Open greg-8090 opened 2 weeks ago
@greg-8090 ack and we'll fix the documentation
the guide was writen before we released NxD library that is recommended as default for distributed training https://awsdocs-neuron.readthedocs-hosted.com/en/latest/libraries/nxd-training/index.html
will follow up with more explicit examples in next couple of hours
Could you please point me to where the new examples are? Also, I notice NxD applies only to training, but I am trying to use XLA when running inference, and I want to know how to use multiple Neuron cores when doing that. Thanks in advance!
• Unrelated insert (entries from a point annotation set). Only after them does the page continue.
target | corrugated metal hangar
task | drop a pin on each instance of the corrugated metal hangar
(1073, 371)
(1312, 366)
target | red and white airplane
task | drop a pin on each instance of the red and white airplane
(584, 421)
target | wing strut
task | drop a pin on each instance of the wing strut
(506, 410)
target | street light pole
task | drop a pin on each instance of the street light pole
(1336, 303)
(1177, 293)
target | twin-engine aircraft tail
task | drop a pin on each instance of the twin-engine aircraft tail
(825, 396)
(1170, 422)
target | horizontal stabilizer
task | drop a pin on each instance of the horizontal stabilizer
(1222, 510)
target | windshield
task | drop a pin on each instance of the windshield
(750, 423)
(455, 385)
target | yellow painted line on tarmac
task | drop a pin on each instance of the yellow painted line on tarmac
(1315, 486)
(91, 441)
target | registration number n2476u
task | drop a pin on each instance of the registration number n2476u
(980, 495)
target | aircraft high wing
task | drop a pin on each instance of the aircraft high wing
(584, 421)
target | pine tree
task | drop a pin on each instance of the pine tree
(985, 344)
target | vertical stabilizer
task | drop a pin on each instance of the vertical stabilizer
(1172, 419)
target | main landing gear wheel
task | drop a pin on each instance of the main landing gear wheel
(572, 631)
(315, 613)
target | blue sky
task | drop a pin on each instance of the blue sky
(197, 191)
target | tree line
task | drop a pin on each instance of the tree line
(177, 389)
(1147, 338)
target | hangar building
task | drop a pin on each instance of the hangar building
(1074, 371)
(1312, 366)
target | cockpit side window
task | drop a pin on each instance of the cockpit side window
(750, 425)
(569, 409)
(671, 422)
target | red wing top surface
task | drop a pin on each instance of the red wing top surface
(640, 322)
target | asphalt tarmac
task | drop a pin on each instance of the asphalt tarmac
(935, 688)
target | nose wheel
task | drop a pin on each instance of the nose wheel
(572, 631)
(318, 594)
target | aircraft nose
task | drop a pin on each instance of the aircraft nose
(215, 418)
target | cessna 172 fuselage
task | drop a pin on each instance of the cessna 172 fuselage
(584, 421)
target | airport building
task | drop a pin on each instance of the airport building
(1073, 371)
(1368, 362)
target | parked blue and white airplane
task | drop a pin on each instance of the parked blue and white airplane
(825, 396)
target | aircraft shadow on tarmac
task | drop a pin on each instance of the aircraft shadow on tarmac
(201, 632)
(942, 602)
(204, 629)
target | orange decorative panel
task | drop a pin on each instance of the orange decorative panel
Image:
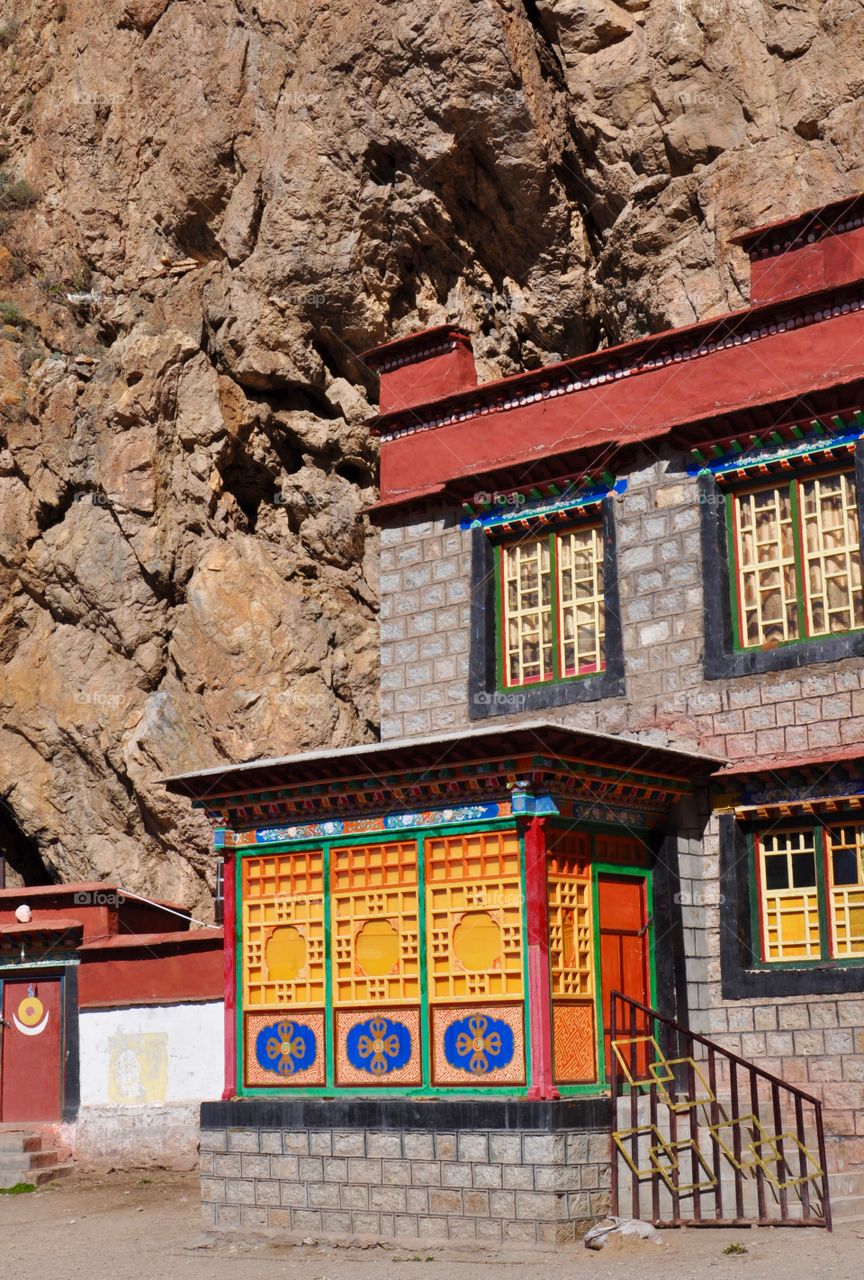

@greg-8090 Here is the guide to NxD Inference. The code examples show how to use multi-cores with Neuron. https://awsdocs-neuron.readthedocs-hosted.com/en/latest/libraries/neuronx-distributed/neuronx_distributed_inference_developer_guide.html
This is the XLA documentation:
https://awsdocs-neuron.readthedocs-hosted.com/en/latest/frameworks/torch/torch-neuronx/programming-guide/training/pytorch-neuron-programming-guide.html#neuron-xla-device
And here is the relevant line: "With PyTorch NeuronX the default XLA device is mapped to a NeuronCore. By default, one NeuronCore is configured."
However, there is no guidance on how to use multiple cores.